Reputation: 35
I would like to calculate the median line by line in a dataframe of more than 500,000 rows. For the moment I'm using np.median
because numpy is optimized to run on a single core. It's still very slow and I'd like to find a way to parallel the calculation
Specifically, I have N
tables of size 13 x 500,000
and for each table I want to add the columns Q1, Q3 and median so that for each row the median column contains the median of the row. So I have to calculate N * 500,000
median values.
I tried with numexpr
but it doesn't seem possible.
EDIT : In fact I also need Q1 and Q3 so I can't use the statistics module which doesn't allow to calculate quartiles. Here is how I calculate the median for the moment
q = np.transpose(np.percentile(data[row_array], [25,50,75], axis = 1))
data['Q1_' + family] = q[:,0]
data['MEDIAN_' + family] = q[:,1]
data['Q3_' + family] = q[:,2]
EDIT 2 I solved my problem by using the median of median algorithm as proposed below
Upvotes: 2
Views: 3705
Reputation: 2028
If a (close) approximation of the median is OK for your purposes, you should consider computing a median of medians, which is a divide and conquer strategy that can be executed in parallel. In principle, MoM has O(n)
complexity for serial execution, approaching O(1)
for parallel execution on massively parallel systems.
See this Wiki entry for a description and pseudo-code.

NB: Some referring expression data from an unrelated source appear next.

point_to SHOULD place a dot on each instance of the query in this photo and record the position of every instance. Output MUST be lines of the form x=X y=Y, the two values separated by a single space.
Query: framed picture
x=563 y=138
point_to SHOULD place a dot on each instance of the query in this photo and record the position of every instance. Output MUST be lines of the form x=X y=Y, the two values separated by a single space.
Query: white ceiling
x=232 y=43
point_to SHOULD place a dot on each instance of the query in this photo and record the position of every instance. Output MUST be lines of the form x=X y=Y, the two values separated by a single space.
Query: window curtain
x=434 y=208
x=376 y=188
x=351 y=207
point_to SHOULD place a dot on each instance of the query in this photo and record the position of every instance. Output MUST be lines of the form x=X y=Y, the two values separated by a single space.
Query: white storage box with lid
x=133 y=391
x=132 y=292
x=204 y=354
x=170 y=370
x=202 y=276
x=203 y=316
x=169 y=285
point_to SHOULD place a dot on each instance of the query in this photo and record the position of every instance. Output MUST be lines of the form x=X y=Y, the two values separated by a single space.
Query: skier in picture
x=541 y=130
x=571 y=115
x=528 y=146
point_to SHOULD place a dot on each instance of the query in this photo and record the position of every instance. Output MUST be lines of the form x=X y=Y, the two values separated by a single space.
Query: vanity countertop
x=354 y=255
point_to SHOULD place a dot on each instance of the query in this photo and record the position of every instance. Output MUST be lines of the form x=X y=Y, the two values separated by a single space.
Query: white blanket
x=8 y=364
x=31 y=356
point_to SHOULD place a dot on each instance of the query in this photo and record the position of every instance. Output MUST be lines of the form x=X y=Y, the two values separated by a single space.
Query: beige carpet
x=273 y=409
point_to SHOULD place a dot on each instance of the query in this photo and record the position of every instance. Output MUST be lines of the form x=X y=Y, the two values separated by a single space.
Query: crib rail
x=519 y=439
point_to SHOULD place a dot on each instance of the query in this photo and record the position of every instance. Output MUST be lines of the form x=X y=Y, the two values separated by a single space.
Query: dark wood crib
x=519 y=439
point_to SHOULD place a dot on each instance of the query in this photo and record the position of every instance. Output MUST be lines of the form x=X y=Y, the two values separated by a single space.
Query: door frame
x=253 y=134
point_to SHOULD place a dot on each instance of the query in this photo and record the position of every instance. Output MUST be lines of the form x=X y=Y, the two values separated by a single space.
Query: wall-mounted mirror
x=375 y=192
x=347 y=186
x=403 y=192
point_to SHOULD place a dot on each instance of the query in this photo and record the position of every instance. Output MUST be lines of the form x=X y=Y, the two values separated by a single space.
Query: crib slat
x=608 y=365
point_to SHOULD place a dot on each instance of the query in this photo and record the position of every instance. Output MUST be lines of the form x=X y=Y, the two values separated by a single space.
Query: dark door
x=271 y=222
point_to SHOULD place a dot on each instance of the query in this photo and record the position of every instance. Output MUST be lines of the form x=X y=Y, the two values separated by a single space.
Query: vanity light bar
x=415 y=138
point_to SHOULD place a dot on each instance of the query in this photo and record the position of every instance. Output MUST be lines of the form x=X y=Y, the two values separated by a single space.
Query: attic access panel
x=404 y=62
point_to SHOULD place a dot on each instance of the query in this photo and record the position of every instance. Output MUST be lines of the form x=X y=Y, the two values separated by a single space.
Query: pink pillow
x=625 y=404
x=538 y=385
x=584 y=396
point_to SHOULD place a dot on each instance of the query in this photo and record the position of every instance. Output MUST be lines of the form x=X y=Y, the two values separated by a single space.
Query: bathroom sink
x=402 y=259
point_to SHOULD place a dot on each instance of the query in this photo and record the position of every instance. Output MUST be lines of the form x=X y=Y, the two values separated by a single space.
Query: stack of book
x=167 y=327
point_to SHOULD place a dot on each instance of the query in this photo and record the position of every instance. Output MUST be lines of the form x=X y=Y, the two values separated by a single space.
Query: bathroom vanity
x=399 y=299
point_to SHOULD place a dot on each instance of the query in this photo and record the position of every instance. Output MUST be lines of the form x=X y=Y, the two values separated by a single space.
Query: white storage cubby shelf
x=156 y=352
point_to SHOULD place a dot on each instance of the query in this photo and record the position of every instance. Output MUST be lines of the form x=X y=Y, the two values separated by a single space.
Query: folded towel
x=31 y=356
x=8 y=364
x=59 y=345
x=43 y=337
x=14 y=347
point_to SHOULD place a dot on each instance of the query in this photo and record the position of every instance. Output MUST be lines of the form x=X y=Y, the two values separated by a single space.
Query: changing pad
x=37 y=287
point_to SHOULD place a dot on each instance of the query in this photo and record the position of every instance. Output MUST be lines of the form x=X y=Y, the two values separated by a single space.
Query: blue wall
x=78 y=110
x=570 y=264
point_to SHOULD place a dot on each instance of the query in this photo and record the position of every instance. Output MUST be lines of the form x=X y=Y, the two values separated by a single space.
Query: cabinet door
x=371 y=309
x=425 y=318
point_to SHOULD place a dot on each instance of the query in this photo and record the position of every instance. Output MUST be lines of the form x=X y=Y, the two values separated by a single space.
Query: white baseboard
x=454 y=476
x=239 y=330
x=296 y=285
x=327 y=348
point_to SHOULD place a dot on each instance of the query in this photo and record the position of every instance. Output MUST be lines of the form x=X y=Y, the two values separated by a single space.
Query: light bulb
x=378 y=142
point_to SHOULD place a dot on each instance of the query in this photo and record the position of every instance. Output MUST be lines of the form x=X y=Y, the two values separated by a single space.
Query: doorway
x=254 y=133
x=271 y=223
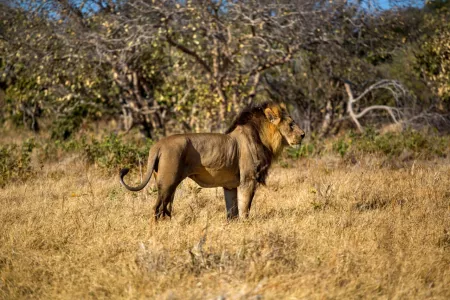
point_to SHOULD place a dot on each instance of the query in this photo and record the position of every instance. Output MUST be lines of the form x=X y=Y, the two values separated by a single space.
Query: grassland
x=324 y=228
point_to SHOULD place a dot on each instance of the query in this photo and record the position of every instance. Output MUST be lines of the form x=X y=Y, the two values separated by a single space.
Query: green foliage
x=341 y=146
x=306 y=149
x=418 y=144
x=15 y=161
x=111 y=152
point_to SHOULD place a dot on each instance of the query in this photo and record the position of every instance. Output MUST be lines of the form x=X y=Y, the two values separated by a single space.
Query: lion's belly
x=215 y=178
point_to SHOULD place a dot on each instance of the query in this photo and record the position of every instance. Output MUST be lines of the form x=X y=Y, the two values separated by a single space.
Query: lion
x=238 y=160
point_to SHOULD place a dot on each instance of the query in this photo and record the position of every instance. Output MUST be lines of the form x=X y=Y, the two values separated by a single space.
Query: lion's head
x=279 y=117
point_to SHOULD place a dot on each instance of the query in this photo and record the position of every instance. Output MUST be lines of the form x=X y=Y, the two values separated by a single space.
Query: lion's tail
x=152 y=161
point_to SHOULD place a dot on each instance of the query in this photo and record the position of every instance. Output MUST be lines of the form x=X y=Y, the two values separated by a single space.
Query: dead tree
x=395 y=88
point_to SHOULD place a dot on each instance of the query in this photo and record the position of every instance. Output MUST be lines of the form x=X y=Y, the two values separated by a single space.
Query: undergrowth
x=111 y=152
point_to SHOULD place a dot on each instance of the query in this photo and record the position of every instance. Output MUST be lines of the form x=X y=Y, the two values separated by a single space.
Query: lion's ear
x=272 y=116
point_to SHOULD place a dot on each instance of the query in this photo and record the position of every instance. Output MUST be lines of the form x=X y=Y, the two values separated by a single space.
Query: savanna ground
x=323 y=228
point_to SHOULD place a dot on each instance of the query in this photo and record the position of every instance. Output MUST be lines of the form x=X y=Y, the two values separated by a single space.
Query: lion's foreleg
x=231 y=203
x=246 y=191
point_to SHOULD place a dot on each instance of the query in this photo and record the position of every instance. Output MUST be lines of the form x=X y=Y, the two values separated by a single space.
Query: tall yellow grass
x=320 y=229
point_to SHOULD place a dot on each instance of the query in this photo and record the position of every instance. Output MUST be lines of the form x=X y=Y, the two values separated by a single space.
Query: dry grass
x=319 y=229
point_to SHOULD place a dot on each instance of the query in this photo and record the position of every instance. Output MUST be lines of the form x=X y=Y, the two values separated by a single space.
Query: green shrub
x=304 y=150
x=112 y=152
x=15 y=161
x=341 y=146
x=394 y=144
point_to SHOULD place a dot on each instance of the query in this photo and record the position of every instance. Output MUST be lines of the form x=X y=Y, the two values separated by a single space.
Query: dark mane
x=246 y=115
x=264 y=155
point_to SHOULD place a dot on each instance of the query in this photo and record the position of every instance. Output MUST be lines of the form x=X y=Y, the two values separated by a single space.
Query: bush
x=394 y=144
x=112 y=152
x=15 y=162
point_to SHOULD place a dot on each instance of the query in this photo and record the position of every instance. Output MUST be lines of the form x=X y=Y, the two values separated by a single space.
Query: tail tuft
x=124 y=172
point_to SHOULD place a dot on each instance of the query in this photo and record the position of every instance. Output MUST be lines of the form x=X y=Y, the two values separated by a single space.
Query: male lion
x=237 y=160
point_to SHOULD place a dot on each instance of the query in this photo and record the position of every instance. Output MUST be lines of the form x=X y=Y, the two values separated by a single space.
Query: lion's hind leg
x=166 y=194
x=231 y=203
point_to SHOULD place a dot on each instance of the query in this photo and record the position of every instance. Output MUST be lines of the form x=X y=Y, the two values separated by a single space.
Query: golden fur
x=236 y=160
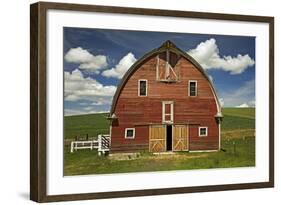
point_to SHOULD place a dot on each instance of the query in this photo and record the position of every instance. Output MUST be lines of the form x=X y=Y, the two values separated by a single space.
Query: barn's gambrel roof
x=171 y=47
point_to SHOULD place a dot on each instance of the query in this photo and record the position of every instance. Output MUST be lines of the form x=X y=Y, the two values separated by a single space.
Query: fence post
x=99 y=145
x=71 y=147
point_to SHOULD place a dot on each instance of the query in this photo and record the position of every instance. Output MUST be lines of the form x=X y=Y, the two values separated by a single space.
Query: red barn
x=165 y=102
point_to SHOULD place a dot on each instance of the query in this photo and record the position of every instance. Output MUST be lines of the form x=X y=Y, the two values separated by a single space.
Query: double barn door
x=158 y=138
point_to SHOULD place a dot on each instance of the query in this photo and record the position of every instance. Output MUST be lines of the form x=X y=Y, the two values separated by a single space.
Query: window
x=192 y=91
x=203 y=131
x=130 y=133
x=142 y=87
x=168 y=111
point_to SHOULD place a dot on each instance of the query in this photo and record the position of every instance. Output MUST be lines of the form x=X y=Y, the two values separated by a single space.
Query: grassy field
x=238 y=141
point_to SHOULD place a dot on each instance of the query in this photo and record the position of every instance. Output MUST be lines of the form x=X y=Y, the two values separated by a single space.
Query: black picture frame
x=38 y=103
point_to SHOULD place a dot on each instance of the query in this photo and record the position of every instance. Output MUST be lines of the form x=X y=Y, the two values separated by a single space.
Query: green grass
x=240 y=112
x=238 y=141
x=81 y=125
x=238 y=118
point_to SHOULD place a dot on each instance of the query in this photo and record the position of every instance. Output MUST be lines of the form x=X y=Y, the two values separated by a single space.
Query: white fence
x=102 y=144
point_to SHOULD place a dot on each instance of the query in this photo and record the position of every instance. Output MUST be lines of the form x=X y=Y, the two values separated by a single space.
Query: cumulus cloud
x=76 y=87
x=85 y=59
x=207 y=54
x=121 y=68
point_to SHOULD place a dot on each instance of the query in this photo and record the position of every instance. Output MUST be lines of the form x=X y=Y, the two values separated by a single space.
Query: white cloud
x=121 y=68
x=86 y=60
x=207 y=54
x=79 y=88
x=244 y=105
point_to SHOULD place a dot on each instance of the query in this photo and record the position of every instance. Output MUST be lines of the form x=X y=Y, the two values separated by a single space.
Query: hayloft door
x=180 y=137
x=157 y=138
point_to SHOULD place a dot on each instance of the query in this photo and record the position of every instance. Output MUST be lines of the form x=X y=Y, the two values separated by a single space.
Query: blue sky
x=96 y=59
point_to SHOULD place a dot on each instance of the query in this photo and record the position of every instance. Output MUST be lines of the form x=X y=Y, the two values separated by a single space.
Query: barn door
x=180 y=137
x=157 y=138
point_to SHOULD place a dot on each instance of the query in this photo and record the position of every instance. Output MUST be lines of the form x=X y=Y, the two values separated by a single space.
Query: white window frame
x=171 y=103
x=196 y=87
x=145 y=87
x=134 y=131
x=199 y=133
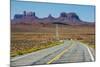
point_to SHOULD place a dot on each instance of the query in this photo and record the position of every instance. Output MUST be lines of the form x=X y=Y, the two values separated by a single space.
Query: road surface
x=68 y=52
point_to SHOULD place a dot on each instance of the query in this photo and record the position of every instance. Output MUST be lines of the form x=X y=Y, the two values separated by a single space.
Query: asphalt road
x=69 y=52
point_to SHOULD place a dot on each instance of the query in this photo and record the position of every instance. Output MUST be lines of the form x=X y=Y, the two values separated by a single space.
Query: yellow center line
x=59 y=55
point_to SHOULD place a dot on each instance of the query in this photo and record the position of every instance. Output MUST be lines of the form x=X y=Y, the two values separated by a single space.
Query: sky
x=85 y=12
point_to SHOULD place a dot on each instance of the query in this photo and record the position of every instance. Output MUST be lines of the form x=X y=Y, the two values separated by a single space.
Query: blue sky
x=86 y=12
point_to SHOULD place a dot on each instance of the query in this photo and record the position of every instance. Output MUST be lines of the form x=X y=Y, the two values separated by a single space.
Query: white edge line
x=92 y=58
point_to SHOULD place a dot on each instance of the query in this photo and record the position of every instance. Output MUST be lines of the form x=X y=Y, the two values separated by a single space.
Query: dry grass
x=26 y=39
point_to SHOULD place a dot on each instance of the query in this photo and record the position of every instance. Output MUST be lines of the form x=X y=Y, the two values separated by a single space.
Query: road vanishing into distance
x=69 y=52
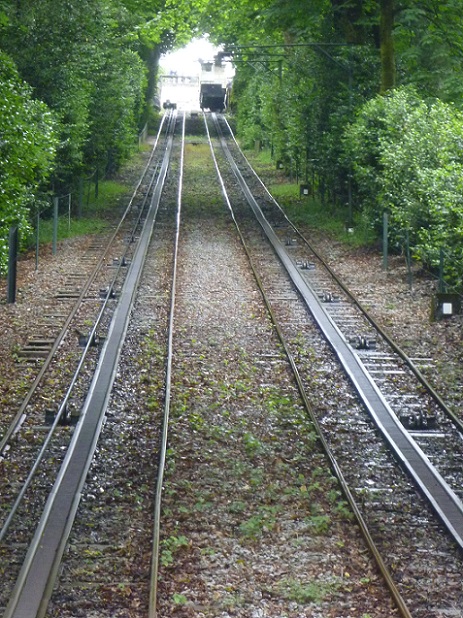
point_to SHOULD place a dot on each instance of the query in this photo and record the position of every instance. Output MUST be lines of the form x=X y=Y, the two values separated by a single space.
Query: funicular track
x=409 y=415
x=34 y=583
x=392 y=511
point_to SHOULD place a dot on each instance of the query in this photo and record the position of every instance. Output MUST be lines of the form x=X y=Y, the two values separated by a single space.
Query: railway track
x=414 y=409
x=168 y=342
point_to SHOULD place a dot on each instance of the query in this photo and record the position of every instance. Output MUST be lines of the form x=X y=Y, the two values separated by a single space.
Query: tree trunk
x=387 y=45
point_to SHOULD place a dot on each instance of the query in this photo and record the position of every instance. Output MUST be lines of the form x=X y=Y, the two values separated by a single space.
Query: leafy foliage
x=27 y=151
x=407 y=158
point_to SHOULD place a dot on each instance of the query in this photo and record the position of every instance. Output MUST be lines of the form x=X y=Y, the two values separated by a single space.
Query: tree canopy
x=307 y=75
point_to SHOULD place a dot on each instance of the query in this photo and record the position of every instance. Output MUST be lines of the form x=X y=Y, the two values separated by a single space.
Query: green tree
x=407 y=158
x=27 y=152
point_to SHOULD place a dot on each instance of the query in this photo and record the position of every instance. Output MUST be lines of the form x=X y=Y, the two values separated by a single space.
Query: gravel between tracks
x=404 y=313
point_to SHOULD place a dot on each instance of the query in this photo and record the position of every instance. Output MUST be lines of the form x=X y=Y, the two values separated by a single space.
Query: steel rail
x=35 y=582
x=20 y=416
x=397 y=349
x=62 y=407
x=154 y=574
x=443 y=500
x=398 y=599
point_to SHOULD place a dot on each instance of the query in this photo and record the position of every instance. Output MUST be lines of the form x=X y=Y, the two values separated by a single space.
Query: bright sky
x=185 y=61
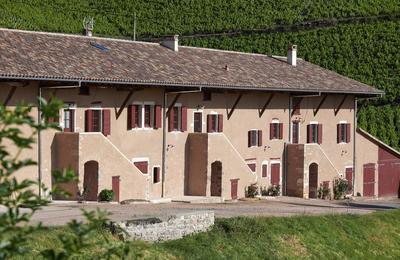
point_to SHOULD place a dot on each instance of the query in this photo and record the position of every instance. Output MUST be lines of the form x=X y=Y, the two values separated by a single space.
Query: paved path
x=61 y=213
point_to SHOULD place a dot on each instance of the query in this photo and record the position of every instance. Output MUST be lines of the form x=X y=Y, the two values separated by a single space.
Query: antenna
x=88 y=23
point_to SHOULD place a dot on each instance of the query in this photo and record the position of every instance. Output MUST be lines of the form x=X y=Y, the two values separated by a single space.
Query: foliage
x=322 y=237
x=251 y=191
x=160 y=17
x=340 y=188
x=18 y=130
x=106 y=195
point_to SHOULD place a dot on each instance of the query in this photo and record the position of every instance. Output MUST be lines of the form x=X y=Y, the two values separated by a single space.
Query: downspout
x=164 y=142
x=40 y=142
x=354 y=144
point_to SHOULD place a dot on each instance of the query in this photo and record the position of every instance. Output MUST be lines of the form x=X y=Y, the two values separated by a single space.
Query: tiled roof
x=37 y=55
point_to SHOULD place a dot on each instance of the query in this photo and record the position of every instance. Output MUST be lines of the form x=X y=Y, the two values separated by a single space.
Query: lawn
x=375 y=235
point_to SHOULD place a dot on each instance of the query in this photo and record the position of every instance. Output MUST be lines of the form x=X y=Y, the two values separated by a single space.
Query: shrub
x=252 y=191
x=340 y=187
x=106 y=195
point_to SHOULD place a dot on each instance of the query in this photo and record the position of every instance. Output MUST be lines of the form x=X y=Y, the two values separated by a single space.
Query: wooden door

See also this question on Stack Overflow and discussion of the code, and this ArXiv paper for a GPU implementation.
Upvotes: 3
Reputation: 6483
From what I understood you want to compute the quantiles row by row.
You can simply transpose your dataframe and then apply pandas.DataFrame.quantile
Not sure this is optimal thou.
q=data.quantile([0.25,0.50,0.75],axis=0)
if you have IPython active you can use the line magic: %time
before the line to check the run time.
%time
q=data.quantile([0.25,0.50,0.75],axis=0)
This returns: Wall time: 0 ns
to me.
Upvotes: 0
Reputation: 9536
Courtesy of @dahhiya_boy
You can use median()
from the statistics
module
import statistics
statistics.median(items)
You can calculate Q1 by taking the median of median()
and min()
, and you can calculate Q3 by taking the median of median()
and max()
. If you find this messy, just define a quartile_median()
function that returns Q1,Q2,Q3
Upvotes: 1